Hardware and Volume configuration:
A customer has a Netgear NAS/SAN with ten drives. Two of the drives suffered mechanical problems and brought down the system. The customer believed this was a RAID-50 (a RAID0 spanned over RAID5s). Our analysis shows that this was a ZFS storage pool consisting of three RAIDZ1s. Besides the two damaged drives, one of the drives did not contain any relevant data. Below was the status of the ZPool:
Vol1
raidz1-0: DEGRADED
Missing UNAVAIL
9E 88 69 A0 B4 C1 16 EE ACCESSABLE
4A 50 2D 8B 61 BD B7 96 ACCESSABLE
raidz1-1: NOT RECOVERABLE (insufficient replicas)

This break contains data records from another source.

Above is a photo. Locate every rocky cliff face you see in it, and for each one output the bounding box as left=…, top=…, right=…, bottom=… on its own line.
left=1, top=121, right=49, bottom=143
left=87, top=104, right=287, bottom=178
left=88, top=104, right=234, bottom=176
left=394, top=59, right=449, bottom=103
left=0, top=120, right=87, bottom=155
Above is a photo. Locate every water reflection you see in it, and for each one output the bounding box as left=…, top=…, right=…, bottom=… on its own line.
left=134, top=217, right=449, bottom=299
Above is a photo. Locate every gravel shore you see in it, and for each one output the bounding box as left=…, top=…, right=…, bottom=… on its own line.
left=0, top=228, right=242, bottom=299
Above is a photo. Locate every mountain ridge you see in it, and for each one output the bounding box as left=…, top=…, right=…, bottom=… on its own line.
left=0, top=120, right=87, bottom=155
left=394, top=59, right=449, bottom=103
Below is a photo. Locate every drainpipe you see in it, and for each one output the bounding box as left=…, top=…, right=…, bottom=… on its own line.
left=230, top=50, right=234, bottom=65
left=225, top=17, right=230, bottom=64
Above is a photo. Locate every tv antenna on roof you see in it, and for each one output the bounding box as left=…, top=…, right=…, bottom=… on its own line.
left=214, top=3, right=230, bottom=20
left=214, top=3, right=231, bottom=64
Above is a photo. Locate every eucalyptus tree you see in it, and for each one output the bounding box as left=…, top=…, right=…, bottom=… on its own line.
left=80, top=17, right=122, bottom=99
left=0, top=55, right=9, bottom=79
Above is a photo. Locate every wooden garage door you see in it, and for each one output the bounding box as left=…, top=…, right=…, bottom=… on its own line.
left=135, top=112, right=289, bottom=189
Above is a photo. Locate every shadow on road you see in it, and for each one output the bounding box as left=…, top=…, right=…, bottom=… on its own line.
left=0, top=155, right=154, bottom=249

56 6F 3F 0D 7B FE 6D D2 ACCESSABLE
Missing UNAVAIL
Missing UNAVAIL
raidz1-2: GOOD
5F 14 EC A8 77 86 36 9B ACCESSABLE
C1 D4 89 81 DC E9 F9 14 ACCESSABLE
7C F6 4E 99 D7 2D 86 24 ACCESSABLE
57 0C 7C CA 4D 29 74 B8 ACCESSABLE
The Zpool provided storage for a number of virtual volumes (VHDX) that held the customer's Microsoft Exchange databases, and backups of users' emails and other documents.
Problem:
Since one of the vdevs (raidz1-1 in the list above) was missing, around 30% of the storage space was no longer accessible. It's almost certain that large files such as databases would have gaps in the data stream. At best, this would be a partial recovery.
Solution:
There were a few lucky break that helped us solving this case. Apparently, ZFS prefers to store data on the vdevs with more drives and/or faster drives, and shies away from vdevs running in degraded mode. For this ZPool, raidz1-2 was added at a later time. Not only it had more drives but also the drives had larger capacity and faster speed. Furthermore, the other two vdevs had been running in degraded mode for sometimes. As a result, most of recent updates were stored on this last vdev. we could read 100% of metadata with double or triple DVAs and rebuild the complete folder structure. At the file data level, around 40% of older data were missing, but newer data is almost 100% recoverable.
Result:
We were able to recover most of newer backup files and documents. Older files were partially recovered. The Exchange databases were recovered with gaps filled in with zeros. The customer were able to extract useful data from the databases using third party software.
|